En villégiature dans un corps ambigu, je mets plus de temps que le commun des mortels à fonctionner comme un aventurier ou comme un notaire.


Tant de lucidité pour ne voir que ce qui l’atténue, pour ne voir que la stupide inertie des troglodytes que nous sommes.

J’ai opté pour de l’insupportable comme on opte pour une profession, me restent les vaines promesses liées à cette vitalité.
Rien en dehors de l’inertie ne prête à mes obsessions.


Toutes ces identités où j’ai été à mon avantage, combien elles sont insanes, combien elles m’ont donné le remords de l’indésiré.
Je n’ai rien besoin de créer qui s’adonnerait au jugement ou à la démesure.


J’ai survécu aux questions par cette impertinence qui aurait tout autant pu me racheter d’avoir été terrorisé par celles là même.

Indisposé par tout et par tous, mais jouant avec la matière, mais remuant de la vie jusqu’à en tirer du symptôme.


L’ennui a donné à mes infirmités une forme de convoitise que j’appelle le crédit du mourant.


L’occident s’est appliqué à créer des bourreaux qui n’ont pu donner aucune explication sur l’inconcevable.


Faillir, mais en se défendant.


Parfois si désespéré pendant un bref instant que j’ai le sentiment d’être en expansion de temps.


Que rien ne me fasse accéder au bonheur ne m’étonne guère, ce qui m’étonne c’est de si bien m’en satisfaire pour atteindre à l’essentiel d’un autre phénomène.


Mon corps s’est affirmé par ses angles et ses amertumes.


La permanence du zéro s’étend si loin, que personne ne songe à le précéder.


Il me vient parfois à l’esprit que si je bavardais, je baverais moins.


Je n’ai encensé personne, c’est une version de cet effacement auquel je me suis voué pour n’être point imité.


Être est une belle trouvaille qu’à l’évidence nous voulons tourner en performance d’une omniscience et d’une omnipotence sans nom.


La petite fatigue m’apparaît comme une fraude, la grande comme une trahison.


Tous mes projets furent des éclairs impropres à dégager quelque lumière que ce soit.


Je jure qu’après m’être entendu, j’ai envie de vomir ou de me flinguer.


Dans mes enfers, et sur ce point je ne cèderai pas, il y a l’évidence de la mort, mais aussi ce qui la rend supportable.


Être, c’est revenir de tout mais en rétif.


Mes convictions m’ont amené à déguerpir des lieux où toutes mes velléités auraient dû me détourner de la parole.


Sous l’effet des somnifères mes organes se défont comme pour remédier à la fainéantise de les atteindre en me flinguant.


Le vrai est un sentiment dont je n’ai jamais eu à débattre.


L’ailleurs à y regarder de près prête à la raillerie.


J’aurais gaspillé des années à des profondeurs dont je ne suis revenu qu’en manquant de souffle.

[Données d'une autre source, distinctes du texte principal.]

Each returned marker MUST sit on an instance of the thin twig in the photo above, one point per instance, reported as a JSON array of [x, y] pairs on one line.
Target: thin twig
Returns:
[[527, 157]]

Parfois certains soirs, me prêtant à des extases alcoolisées, il me semble que je parviens à entrer dans la peau d’un autre, et me dégoûte autant que si j’étais resté dans la mienne.


Les cadavres nous donnent des explications inespérées sur l’infini..


Entrer dans la colère par les glandes, en ressortir en trou du cul.


Ma vitalité tient parfois de l’hospitalité et du crime.


Toute une vie pour réussir à périr honorablement.


Au flingue je préfère le poignard pour chouriner et voir jusqu’où la chair nous soutient.


J’aspire à des paix que j’exècre aussitôt de peur d’y mourir éthéré.


J’assiste à des exécutions où j’ai été juge et bourreau, sans supposer que je puisse en être affecté.


Tant de théories coïncident avec ce que nous espérons, que nous pouvons nous tromper mille fois et toujours retomber sous le coup d’un bon sens quelconque.


Je suis aux antipodes du rire, mais pour une grogne aussi vénéneuse que vénérienne.


J’ai hérité d’une gloriole que la diane a aussitôt camouflé tant elle s’approchait de l’homélie.


Je ne souscris à rien qui aussitôt s’échappe en effervescence de l’esprit, j’ai plutôt en considération tout ce dont je m’accommode pour rester en dehors du monde, tel un adulte gâté.


Indéniable faillite de la matière, regardez l’homme et vous détesterez toutes ses géologies.


Comme je n’ai plus accès à ces heures où je m’accomplissais dans chacune de mes affirmations, j’ai choisi de faire œuvre de silence, et de ne me défroquer que pour une putain ou une religion.


Tout ce que j’ai tu s’est dépravé dans l’exercice de  ce silence où j’ai eu une haute opinion de ceux qui ont choisi de traverser un enfer et de le célébrer par la suite.